Yukarıda bahsedildiği gibi, enteropatik dolaşım sadece eliminasyon işlevine sahip değildir, aynı zamanda safra pigmentleri, yağda çözünen vitaminler, hormonlar, steroidler ve folik asit gibi vücudumuzun kaybetmeyi göze alamayacağı tüm maddelerin yeniden emilmesi işlevine de sahiptir. .
Karaciğere ulaşan ilaçlar oral veya parenteral yoldan gelebilir. Bu nedenle ilk durumda ilaç ağızdan verilir, bağırsakta emilir, portal ven yoluyla karaciğere ulaşır ve sonunda ilk hepatik geçiş sayesinde değişikliklere uğrar, ancak ikinci durumda parenteral olarak verilen ilaçlar, doğrudan hepatik arter yoluyla karaciğere ulaşır. Ancak her iki durumda da alınan madde kan dolaşımı yoluyla hepatik sinüzoidlere ulaşır. İlaç bu seviyeye ulaştığında, bir miktar metabolizmaya uğradığı karaciğer hücresine girer. İlaç ancak metabolizmadan sonra böbrek ve/veya safra yolu ile elimine edilir.

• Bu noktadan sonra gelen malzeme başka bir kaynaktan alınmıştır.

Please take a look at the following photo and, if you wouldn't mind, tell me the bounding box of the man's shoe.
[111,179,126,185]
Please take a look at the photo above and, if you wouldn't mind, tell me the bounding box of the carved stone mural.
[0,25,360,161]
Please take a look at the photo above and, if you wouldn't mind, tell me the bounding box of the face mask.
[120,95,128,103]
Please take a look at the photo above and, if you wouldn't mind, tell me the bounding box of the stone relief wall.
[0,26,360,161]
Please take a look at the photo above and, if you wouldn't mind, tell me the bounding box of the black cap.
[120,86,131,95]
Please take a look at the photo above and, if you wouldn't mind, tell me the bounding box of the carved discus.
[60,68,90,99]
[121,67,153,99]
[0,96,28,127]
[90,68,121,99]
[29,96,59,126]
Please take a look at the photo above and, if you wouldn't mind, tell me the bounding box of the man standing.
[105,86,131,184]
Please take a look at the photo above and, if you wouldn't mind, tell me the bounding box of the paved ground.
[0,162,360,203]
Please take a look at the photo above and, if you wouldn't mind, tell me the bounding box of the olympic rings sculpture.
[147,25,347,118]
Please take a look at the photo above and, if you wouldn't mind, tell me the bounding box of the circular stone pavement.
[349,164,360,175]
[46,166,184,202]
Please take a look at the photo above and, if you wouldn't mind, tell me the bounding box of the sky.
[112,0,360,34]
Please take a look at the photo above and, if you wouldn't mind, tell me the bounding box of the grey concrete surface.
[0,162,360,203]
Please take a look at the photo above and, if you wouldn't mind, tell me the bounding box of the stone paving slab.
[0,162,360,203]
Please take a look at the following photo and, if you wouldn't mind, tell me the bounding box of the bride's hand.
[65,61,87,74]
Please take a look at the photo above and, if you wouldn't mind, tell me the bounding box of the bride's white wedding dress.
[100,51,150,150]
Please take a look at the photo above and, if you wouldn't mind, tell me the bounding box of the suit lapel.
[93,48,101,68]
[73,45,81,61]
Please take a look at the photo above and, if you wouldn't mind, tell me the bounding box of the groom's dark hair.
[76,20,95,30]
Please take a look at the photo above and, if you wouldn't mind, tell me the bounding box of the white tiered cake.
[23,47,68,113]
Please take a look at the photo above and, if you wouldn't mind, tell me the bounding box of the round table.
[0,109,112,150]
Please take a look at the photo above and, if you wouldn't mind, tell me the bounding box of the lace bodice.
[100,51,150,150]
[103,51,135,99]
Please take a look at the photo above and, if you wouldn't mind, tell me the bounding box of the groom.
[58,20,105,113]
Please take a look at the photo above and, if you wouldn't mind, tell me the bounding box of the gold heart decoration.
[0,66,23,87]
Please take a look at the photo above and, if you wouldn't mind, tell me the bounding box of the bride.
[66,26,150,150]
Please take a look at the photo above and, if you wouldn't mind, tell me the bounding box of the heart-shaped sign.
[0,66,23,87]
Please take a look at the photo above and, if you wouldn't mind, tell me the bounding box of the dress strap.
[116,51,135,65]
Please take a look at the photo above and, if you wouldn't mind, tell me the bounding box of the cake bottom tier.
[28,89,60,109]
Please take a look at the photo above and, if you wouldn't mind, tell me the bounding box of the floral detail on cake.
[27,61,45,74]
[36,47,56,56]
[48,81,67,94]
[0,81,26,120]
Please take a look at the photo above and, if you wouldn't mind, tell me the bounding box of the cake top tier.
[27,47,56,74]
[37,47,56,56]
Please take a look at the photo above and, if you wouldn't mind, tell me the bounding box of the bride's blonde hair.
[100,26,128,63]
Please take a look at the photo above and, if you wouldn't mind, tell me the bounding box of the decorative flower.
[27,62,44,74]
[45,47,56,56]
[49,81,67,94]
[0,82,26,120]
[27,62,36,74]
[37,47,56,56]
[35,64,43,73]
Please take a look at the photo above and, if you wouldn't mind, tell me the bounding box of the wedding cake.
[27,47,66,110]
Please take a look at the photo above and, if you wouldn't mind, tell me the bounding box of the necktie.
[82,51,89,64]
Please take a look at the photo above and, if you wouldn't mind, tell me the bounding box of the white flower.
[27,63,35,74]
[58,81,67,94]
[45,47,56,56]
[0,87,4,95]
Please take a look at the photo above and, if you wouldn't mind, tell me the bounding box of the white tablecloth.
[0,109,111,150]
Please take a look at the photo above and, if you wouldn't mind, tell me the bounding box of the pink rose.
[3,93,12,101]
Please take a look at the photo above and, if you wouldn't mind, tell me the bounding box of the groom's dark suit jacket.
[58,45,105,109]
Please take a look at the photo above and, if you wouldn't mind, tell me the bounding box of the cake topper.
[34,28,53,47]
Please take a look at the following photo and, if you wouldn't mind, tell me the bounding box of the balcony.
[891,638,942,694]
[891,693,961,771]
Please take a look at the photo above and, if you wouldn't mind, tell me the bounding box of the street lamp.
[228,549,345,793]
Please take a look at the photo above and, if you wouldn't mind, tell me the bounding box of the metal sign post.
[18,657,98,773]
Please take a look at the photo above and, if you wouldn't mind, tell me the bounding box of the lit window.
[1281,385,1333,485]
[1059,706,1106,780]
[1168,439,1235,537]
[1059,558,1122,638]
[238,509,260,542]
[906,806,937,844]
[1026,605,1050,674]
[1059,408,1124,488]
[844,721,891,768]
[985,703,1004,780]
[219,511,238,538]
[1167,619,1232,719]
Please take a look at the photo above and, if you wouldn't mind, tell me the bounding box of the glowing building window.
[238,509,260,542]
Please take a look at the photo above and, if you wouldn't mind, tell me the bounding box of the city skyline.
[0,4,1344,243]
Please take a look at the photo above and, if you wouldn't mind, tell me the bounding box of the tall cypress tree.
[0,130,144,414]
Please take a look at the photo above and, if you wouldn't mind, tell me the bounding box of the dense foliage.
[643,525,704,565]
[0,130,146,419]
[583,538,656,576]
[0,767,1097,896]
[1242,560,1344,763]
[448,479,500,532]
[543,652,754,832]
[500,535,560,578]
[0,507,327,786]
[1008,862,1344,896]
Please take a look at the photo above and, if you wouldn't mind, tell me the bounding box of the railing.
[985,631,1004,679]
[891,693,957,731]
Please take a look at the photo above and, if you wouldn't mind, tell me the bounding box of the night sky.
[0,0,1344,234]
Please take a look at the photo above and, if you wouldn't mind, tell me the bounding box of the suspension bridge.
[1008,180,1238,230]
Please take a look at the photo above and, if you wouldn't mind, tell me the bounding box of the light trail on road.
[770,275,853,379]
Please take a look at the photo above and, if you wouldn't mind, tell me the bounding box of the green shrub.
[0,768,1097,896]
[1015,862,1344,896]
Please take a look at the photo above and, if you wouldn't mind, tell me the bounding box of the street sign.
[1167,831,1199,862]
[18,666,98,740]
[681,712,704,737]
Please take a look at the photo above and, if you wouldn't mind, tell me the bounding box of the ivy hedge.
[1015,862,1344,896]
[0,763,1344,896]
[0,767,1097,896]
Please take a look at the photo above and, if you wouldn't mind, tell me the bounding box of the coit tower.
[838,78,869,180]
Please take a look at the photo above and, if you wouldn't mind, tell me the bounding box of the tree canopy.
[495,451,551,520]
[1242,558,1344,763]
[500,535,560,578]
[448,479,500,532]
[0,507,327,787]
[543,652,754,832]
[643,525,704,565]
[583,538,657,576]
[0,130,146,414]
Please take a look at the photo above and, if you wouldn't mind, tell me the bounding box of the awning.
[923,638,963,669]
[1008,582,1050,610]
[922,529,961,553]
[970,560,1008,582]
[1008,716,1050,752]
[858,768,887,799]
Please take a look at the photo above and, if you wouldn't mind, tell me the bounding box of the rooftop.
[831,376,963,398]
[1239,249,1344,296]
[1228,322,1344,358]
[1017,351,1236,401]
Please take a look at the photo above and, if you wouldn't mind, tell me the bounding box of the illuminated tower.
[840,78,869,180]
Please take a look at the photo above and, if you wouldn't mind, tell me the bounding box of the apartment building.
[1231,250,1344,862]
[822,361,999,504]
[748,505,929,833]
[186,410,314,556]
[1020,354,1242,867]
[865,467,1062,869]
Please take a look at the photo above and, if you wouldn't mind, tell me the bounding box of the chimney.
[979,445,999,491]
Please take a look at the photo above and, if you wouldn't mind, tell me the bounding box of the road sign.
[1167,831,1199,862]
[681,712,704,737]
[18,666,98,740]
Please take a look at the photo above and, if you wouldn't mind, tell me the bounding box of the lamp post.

Safradaki ilaçların atılımı 2 ana fiziksel özellikten etkilenir:
- POLARİTE (konjugasyon reaksiyonları artar);
- PESOMOLEKÜLER (sadece MW> 300-500 olan bileşikler, taşıyıcılar aracılığıyla safrada aktif olarak atılır).
Dört farklı konveyör sistemi vardır:
- Organik anyonlar için taşıyıcılar (glukuronokonjugatlar);
- Organik katyonlar için taşıyıcılar (dekstrotubokurarin);
- Safra asitleri için taşıyıcılar;
- İyonize olmayan maddeler için konveyörler (digitalis).
Özetle, görülen kavramları özetlersek, safra, yüksek derecede hidrofilik, yüksek moleküler ağırlığa sahip ancak hepsinden önce konjugasyonla oluşan metabolitlerin eliminasyonunda faydalıdır.